It's so simple, it doesn't need to be that complicated!

Require_once (' conn.php '); ? It's best to write a file that connects to the database every time it's included! And it's written on top.

$con = mysql_connect ("localhost", "root", "* *");
?>




Untitled Document



-Please select- $sql = "Select CID from Course2"; $result =mysql_query ($sql); while ($row =mysql_fetch_assoc ($result)) {?> This value is to be taken out of Php method }?>

It's so simple, it doesn't need to be that complicated!

Require_once (' conn.php '); ? It's best to write a file that connects to the database every time it's included! And it's written on top.

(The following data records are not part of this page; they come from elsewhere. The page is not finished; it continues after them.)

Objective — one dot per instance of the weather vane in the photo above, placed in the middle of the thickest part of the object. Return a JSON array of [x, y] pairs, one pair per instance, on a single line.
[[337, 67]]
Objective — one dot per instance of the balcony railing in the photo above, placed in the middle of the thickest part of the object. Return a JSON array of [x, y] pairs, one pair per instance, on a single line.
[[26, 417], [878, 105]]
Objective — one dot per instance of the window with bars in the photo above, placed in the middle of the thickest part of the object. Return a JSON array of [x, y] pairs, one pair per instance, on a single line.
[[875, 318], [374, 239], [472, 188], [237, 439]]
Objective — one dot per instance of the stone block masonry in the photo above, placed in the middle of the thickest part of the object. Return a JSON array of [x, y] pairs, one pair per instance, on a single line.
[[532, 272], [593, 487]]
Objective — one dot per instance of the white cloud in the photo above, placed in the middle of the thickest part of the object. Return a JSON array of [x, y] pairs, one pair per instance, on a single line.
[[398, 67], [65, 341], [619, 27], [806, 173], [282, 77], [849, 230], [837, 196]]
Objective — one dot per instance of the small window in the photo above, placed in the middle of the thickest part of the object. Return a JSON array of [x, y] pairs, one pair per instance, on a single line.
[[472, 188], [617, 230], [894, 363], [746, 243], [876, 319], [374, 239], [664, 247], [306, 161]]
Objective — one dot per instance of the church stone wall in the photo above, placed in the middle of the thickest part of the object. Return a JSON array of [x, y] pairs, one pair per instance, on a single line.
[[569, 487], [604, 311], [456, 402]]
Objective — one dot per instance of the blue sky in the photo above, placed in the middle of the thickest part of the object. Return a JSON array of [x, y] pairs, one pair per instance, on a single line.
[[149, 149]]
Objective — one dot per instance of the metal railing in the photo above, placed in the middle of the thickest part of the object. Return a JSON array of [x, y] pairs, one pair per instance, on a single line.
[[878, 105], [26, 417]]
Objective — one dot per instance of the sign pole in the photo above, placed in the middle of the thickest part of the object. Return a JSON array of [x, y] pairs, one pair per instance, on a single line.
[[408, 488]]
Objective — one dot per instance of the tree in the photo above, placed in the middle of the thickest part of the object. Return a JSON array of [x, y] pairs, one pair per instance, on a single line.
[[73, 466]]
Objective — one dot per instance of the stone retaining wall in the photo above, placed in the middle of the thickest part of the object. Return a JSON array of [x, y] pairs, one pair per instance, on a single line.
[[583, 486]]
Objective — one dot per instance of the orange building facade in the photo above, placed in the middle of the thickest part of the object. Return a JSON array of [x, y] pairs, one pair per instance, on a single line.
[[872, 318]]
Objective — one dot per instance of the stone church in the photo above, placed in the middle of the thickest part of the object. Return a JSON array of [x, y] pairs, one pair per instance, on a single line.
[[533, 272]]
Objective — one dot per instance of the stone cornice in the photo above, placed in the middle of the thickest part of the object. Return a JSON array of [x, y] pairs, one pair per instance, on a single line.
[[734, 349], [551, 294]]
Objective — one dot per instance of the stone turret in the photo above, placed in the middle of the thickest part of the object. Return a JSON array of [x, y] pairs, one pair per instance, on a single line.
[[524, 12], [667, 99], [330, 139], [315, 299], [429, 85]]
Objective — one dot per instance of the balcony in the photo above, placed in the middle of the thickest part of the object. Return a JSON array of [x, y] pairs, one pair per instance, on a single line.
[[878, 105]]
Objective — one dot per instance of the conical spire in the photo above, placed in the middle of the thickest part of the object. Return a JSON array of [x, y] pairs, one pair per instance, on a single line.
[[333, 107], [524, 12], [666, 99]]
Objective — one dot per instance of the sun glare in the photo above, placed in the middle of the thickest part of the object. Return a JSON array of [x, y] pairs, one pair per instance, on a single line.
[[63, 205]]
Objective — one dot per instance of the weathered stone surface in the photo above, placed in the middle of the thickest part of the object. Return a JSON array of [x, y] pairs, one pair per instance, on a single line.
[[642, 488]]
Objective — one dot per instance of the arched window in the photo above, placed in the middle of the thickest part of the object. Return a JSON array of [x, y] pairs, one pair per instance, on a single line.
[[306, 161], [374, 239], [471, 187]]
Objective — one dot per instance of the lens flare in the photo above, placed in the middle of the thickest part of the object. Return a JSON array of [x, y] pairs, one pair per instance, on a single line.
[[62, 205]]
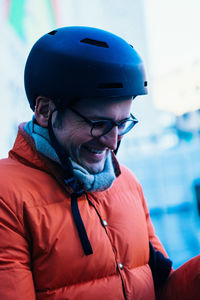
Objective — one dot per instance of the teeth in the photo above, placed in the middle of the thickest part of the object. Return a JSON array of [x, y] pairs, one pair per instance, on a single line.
[[95, 150]]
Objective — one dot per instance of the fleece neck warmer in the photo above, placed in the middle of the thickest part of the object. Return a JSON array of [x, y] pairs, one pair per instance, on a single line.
[[91, 182]]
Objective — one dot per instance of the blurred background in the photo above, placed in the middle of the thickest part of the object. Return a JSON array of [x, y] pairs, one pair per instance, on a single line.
[[164, 148]]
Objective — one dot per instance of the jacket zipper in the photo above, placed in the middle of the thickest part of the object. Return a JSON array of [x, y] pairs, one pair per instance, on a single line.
[[90, 202]]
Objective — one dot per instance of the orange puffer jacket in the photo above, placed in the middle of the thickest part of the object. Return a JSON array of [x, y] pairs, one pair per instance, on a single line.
[[41, 256]]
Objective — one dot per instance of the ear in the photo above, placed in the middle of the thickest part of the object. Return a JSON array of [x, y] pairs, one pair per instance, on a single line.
[[43, 108]]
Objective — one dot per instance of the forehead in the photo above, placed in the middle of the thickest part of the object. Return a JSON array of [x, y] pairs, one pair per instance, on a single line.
[[103, 104]]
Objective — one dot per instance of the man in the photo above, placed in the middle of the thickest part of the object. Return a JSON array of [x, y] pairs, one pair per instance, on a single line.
[[74, 224]]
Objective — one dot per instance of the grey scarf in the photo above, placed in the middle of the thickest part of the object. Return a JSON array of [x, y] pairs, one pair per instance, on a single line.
[[92, 182]]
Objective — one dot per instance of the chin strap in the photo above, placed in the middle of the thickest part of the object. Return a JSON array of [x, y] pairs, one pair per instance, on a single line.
[[74, 184], [118, 144]]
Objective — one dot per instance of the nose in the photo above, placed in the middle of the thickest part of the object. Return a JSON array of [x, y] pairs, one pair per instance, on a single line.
[[110, 139]]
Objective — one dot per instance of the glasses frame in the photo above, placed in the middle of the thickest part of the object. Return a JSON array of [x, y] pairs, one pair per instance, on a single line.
[[114, 123]]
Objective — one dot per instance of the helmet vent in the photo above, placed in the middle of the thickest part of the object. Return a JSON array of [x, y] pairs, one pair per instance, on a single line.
[[95, 43], [52, 32], [111, 85]]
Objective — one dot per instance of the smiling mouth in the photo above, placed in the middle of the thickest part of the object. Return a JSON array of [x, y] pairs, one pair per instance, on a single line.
[[95, 151]]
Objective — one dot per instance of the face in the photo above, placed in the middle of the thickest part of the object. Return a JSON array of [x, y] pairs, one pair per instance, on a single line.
[[74, 133]]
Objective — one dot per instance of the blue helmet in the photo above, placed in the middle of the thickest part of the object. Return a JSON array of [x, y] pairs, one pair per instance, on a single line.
[[71, 63]]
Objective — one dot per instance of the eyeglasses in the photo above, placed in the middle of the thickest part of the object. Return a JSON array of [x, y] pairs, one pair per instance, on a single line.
[[102, 127]]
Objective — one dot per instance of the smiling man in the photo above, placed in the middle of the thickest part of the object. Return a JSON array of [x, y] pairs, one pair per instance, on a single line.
[[74, 223]]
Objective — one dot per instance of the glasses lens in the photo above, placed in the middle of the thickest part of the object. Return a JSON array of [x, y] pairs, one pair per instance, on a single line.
[[100, 128], [125, 127]]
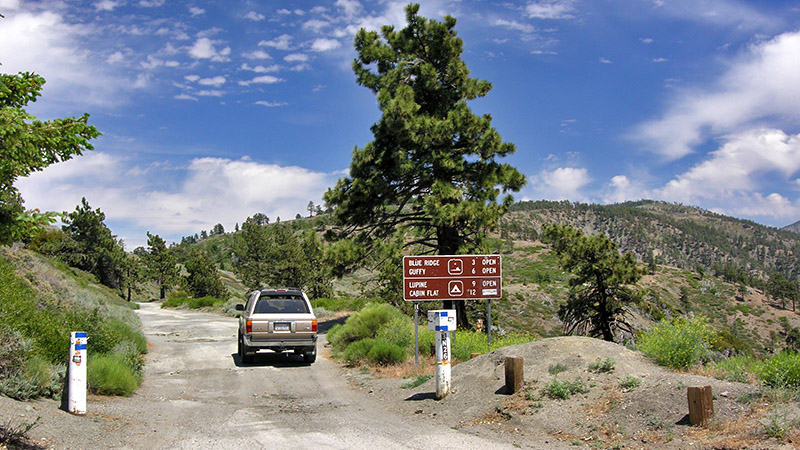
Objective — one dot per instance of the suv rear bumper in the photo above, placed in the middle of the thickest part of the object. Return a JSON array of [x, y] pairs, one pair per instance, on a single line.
[[280, 345]]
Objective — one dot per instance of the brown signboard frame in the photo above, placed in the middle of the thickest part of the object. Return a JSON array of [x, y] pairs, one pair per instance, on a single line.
[[452, 277]]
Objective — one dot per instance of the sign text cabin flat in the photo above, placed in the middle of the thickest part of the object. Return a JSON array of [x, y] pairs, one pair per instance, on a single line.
[[456, 277]]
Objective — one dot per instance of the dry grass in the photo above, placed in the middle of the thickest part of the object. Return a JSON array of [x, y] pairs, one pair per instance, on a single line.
[[407, 369], [611, 398]]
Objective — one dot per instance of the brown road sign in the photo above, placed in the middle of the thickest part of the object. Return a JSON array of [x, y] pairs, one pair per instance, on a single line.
[[456, 277]]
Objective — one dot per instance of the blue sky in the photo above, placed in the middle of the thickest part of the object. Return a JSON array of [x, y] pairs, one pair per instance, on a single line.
[[212, 111]]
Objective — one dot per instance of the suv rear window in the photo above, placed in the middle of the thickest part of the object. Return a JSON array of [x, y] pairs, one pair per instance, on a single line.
[[281, 304]]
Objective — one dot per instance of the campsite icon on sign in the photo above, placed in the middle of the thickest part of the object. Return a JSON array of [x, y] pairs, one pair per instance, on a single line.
[[455, 288], [455, 267]]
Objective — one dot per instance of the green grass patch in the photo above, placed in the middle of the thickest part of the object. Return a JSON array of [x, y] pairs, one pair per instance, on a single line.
[[679, 343], [417, 381], [781, 370], [555, 369], [111, 375], [341, 304], [602, 366], [562, 390], [630, 383], [41, 305]]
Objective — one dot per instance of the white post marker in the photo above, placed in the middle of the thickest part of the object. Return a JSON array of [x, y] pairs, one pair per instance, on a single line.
[[77, 372], [442, 321]]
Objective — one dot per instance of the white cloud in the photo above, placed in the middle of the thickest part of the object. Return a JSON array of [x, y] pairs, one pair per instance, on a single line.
[[264, 79], [622, 189], [731, 13], [208, 191], [296, 57], [210, 93], [734, 168], [762, 84], [316, 25], [282, 42], [105, 5], [9, 5], [514, 25], [257, 54], [115, 58], [261, 69], [151, 3], [324, 45], [185, 97], [217, 81], [270, 104], [550, 9], [563, 183], [205, 48], [254, 16], [349, 7]]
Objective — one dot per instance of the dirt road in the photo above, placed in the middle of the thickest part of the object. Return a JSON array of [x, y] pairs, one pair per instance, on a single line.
[[197, 394]]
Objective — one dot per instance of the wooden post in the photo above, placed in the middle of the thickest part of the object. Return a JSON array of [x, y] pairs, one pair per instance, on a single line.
[[701, 404], [514, 374]]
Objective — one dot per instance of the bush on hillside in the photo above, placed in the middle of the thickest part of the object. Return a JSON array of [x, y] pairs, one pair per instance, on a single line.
[[34, 338], [364, 324], [781, 371], [679, 343], [182, 300]]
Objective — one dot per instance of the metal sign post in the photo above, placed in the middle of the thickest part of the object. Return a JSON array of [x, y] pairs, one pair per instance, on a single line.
[[442, 321], [77, 372], [416, 334]]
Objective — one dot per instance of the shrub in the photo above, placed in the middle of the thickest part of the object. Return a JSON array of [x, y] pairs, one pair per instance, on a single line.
[[385, 353], [398, 331], [111, 375], [562, 390], [177, 301], [630, 383], [736, 368], [679, 343], [362, 325], [602, 366], [341, 304], [37, 321], [357, 351], [417, 381], [781, 371]]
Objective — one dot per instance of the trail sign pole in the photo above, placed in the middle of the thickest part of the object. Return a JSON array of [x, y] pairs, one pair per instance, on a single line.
[[442, 321], [452, 277], [489, 322], [76, 389], [416, 333]]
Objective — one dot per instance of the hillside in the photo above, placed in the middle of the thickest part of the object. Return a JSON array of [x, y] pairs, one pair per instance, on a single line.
[[671, 234]]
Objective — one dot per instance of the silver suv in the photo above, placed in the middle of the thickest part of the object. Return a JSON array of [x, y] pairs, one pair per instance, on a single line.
[[278, 320]]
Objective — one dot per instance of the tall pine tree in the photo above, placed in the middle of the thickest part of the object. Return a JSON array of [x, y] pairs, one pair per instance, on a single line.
[[432, 169]]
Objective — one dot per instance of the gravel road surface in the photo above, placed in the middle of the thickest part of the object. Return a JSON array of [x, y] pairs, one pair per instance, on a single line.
[[197, 394]]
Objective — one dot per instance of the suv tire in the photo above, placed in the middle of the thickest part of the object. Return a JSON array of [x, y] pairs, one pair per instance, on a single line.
[[244, 351]]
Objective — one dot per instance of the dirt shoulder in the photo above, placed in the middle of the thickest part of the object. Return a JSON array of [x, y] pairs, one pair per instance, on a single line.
[[612, 413], [197, 394]]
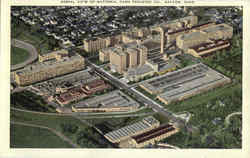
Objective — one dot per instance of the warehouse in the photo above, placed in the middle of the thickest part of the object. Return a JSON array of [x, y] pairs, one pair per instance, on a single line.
[[150, 137], [193, 79], [126, 132], [111, 102], [200, 79]]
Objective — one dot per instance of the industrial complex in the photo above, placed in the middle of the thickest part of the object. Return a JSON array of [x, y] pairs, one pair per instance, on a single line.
[[184, 83], [125, 74]]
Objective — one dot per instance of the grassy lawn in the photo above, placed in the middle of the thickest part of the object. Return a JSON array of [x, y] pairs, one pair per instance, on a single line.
[[31, 137], [18, 55], [82, 135], [47, 120], [32, 35]]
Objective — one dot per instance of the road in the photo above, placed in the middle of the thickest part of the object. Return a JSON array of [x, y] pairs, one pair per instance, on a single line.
[[32, 53], [86, 115], [140, 97], [59, 134]]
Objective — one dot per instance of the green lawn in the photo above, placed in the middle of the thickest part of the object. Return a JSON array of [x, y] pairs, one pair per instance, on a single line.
[[31, 137], [32, 35], [18, 55], [46, 120], [56, 122]]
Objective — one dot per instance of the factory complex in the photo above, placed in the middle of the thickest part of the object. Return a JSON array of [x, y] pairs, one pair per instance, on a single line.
[[145, 51], [184, 83], [146, 132]]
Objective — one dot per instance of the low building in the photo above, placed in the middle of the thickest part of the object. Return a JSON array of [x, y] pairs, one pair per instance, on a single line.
[[201, 35], [71, 95], [95, 86], [59, 54], [138, 73], [194, 80], [127, 132], [180, 83], [115, 101], [150, 137]]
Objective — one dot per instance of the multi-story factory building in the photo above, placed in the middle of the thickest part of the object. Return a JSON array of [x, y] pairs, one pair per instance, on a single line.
[[127, 132], [49, 67], [184, 83], [150, 137]]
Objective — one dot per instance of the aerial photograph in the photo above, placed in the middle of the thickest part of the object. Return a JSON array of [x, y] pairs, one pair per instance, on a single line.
[[161, 77]]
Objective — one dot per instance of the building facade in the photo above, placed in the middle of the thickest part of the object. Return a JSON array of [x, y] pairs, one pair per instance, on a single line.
[[46, 70]]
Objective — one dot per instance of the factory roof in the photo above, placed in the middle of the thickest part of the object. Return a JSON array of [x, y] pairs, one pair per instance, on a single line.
[[153, 133], [140, 70], [133, 129], [112, 99]]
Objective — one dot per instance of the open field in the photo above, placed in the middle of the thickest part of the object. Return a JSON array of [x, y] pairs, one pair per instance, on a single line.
[[32, 35], [31, 137], [18, 55]]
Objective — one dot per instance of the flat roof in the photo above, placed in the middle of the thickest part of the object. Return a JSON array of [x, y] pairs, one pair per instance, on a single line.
[[112, 99], [186, 76], [140, 70], [153, 133], [132, 129], [49, 65], [191, 83]]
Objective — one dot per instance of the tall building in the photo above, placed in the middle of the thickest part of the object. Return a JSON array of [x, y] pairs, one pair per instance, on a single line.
[[127, 56], [48, 69]]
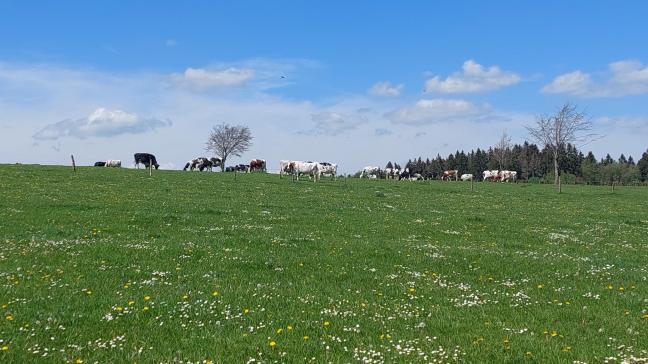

$con = mysql_connect ("localhost", "root", "* *");
?>

Put Into

After submission, you can pass the value to the past!! Remember to Add a Name

It's so simple, it doesn't need to be that complicated!

!--? php
//require_once (' conn.php '); it's best to write a file that connects to the database every time it's included! and write at the top

//best to write the following three lines in the conn.php file after each time to the above to include a bit on the OK!!
$con = mysql_connect ("localhost", "root", "* *") or Die ("error message:". Mysql_error ());//connection
$db = mysql_select_db (" The name of the database where the table course2 resides "); This can not write the data but will not error
mysql_query ("Set names gb2312");

?>




Untitled document



-Please select-!--? php $sql = "Select CID from Course2" ; $result =mysql_query ($sql); while ($row =mysql_fetch_assoc ($result)) {?> !--? php echo $row [' CID ']? --> //This value is to be removed by PHP method!--? php }?>

Hello, because I just started to learn, for the conversion between HTML and PHP is very understanding. I have written a head in an HTML, already in the body (there is a box to fill the classroom number, has been implemented), only to start to write the course number (in your way), the following I have to write the time (implemented), then how to insert your code in the middle? Because you started writing head again.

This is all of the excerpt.